É uma Infraestrutura de Investigação para a Ciência e Tecnologia da Linguagem e pertence ao Roteiro Nacional de Infraestruturas de Investigação de Relevância Estratégica, sendo o nó nacional [em Portugal] da infra-estrutura internacional CLARIN ERIC. A sua missão é apoiar investigadores e inovadores, mas também professores e estudantes da língua cujas actividades dependem de resultados da Ciência e Tecnologia da Linguagem através da distribuição de recursos científicos, do fornecimento de apoio tecnológico, da prestação de consultoria e da disseminação científica. Os serviços de processamento da língua, por exemplo o conjugador ou os analisadores sintáticos, são disponibilizados gratuitamente e podem ser facilmente experimentados online na bancada da infraestrutura. Assim, fazem parte do portfólio de novos instrumentos de apoio ao ensino e aprendizagem da língua.
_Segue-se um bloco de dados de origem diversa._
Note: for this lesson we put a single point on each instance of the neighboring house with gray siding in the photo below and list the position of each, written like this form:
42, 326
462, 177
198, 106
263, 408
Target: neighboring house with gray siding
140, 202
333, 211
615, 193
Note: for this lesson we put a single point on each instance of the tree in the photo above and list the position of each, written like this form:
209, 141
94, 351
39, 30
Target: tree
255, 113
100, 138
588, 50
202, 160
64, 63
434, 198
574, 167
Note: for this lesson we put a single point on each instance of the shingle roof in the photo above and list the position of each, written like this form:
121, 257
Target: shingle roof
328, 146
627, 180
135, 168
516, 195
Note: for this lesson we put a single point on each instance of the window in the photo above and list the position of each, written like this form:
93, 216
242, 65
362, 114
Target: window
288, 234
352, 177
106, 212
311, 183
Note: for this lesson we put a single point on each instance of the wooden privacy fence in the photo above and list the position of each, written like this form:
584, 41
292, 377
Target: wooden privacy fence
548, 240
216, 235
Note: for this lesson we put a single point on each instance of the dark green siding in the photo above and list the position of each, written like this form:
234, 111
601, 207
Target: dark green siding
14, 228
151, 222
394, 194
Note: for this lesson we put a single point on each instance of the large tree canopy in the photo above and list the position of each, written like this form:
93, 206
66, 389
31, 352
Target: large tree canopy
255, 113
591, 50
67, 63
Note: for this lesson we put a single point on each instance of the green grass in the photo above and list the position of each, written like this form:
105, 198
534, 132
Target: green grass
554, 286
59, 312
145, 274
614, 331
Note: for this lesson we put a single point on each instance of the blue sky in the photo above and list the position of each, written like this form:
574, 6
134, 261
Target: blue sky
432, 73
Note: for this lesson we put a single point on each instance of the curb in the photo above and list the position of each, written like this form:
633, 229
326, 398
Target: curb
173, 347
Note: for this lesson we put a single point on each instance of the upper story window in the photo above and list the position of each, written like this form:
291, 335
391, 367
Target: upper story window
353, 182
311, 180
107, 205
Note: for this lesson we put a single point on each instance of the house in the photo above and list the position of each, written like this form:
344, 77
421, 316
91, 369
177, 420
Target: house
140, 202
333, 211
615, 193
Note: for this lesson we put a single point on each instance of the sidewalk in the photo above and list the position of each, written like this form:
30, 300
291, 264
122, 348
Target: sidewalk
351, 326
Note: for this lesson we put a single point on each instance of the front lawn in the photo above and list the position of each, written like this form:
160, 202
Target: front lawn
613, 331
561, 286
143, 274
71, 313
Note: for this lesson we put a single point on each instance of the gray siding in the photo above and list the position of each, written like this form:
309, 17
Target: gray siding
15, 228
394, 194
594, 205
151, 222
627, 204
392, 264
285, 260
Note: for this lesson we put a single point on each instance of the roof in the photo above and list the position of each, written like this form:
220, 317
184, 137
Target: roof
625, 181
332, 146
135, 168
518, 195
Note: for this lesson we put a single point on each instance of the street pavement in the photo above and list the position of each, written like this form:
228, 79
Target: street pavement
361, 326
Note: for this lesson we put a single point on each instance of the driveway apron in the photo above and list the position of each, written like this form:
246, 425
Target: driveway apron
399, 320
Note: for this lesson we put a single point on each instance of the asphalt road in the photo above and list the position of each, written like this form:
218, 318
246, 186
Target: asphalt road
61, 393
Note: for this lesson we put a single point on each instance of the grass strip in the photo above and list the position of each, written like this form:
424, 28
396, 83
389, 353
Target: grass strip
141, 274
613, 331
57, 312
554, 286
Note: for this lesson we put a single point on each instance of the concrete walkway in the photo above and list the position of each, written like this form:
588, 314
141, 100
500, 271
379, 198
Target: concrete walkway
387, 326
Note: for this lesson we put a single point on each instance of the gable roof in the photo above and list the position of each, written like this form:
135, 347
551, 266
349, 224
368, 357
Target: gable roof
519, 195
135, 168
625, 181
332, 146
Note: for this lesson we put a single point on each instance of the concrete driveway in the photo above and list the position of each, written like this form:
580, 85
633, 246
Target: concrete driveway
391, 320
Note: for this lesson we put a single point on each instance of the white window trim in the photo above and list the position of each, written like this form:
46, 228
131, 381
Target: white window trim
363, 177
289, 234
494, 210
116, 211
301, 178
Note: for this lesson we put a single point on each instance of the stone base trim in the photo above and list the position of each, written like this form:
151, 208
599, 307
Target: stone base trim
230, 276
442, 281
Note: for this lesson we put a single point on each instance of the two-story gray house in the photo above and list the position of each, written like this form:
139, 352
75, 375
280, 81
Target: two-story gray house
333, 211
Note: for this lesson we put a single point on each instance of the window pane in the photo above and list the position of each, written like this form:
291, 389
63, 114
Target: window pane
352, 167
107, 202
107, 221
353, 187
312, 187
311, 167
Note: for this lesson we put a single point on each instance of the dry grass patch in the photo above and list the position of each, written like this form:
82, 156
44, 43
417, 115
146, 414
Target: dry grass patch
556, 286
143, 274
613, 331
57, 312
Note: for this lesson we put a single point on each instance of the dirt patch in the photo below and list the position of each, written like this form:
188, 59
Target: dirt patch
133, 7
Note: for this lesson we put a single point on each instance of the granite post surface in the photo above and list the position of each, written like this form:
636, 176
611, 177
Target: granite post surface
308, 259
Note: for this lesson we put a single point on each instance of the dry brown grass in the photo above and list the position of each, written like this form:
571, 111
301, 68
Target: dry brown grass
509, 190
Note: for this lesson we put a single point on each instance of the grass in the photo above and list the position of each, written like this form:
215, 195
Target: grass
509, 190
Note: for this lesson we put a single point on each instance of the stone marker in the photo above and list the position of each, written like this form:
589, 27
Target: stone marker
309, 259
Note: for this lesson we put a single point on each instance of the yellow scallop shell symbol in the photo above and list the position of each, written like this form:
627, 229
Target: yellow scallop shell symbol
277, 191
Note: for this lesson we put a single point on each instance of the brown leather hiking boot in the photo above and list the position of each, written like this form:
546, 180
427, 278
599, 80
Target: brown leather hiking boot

Está em Macau para participar num colóquio focado no ensino de português como língua estrangeira. Poderia o território tornar-se numa zona experimental para o desenvolvimento deste tipo de plataformas digitais?
Macau beneficia do efeito combinado da sua herança histórica que lhe confere a vantagem de ser um território que promove o multilinguismo, bem como da sua integração na área da Grande Baía, que o coloca no epicentro da inovação tecnológica. Mais do que uma zona experimental, Macau poderá liderar o desenvolvimento e a exploração da nova tecnologia de IA, e em muito particular a sua aplicação à tecnologia e processamento da linguagem natural.

Acredita que livros e manuais escolares como hoje os conhecemos poderão desaparecer e dar lugar a e-books e conteúdos feitos por IA? Ou haverá espaço para complementaridade?

O passado recente, de exposição a novas tecnologias disruptivas, ensina-nos que devemos ser prudentes a vaticinar a extinção de anteriores formas e práticas sociais e culturais. Por exemplo, o livro em papel foi declarado em extinção acelerada, mas afinal continua connosco com grande vitalidade, em complementaridade com outros tipos de suporte e canais de disseminação. Estou inclinado a pensar que o mesmo se vá passar relativamente aos benefícios da aplicação da IA no ensino. Acima de tudo, o que precisamos urgentemente neste momento é de desenvolver novas formas de mediação pedagógica que ajudem os alunos a tirar o melhor partido possível deste benefício. A IA, por si própria, tal como um navegador da web, não é uma ferramenta pedagógica, também em si mesmo uma chatbot não é um instrumento pedagógico, mas nas mãos e com a orientação dos professores pode certamente transformar-se num dos mais importantes meios de aprendizagem da língua.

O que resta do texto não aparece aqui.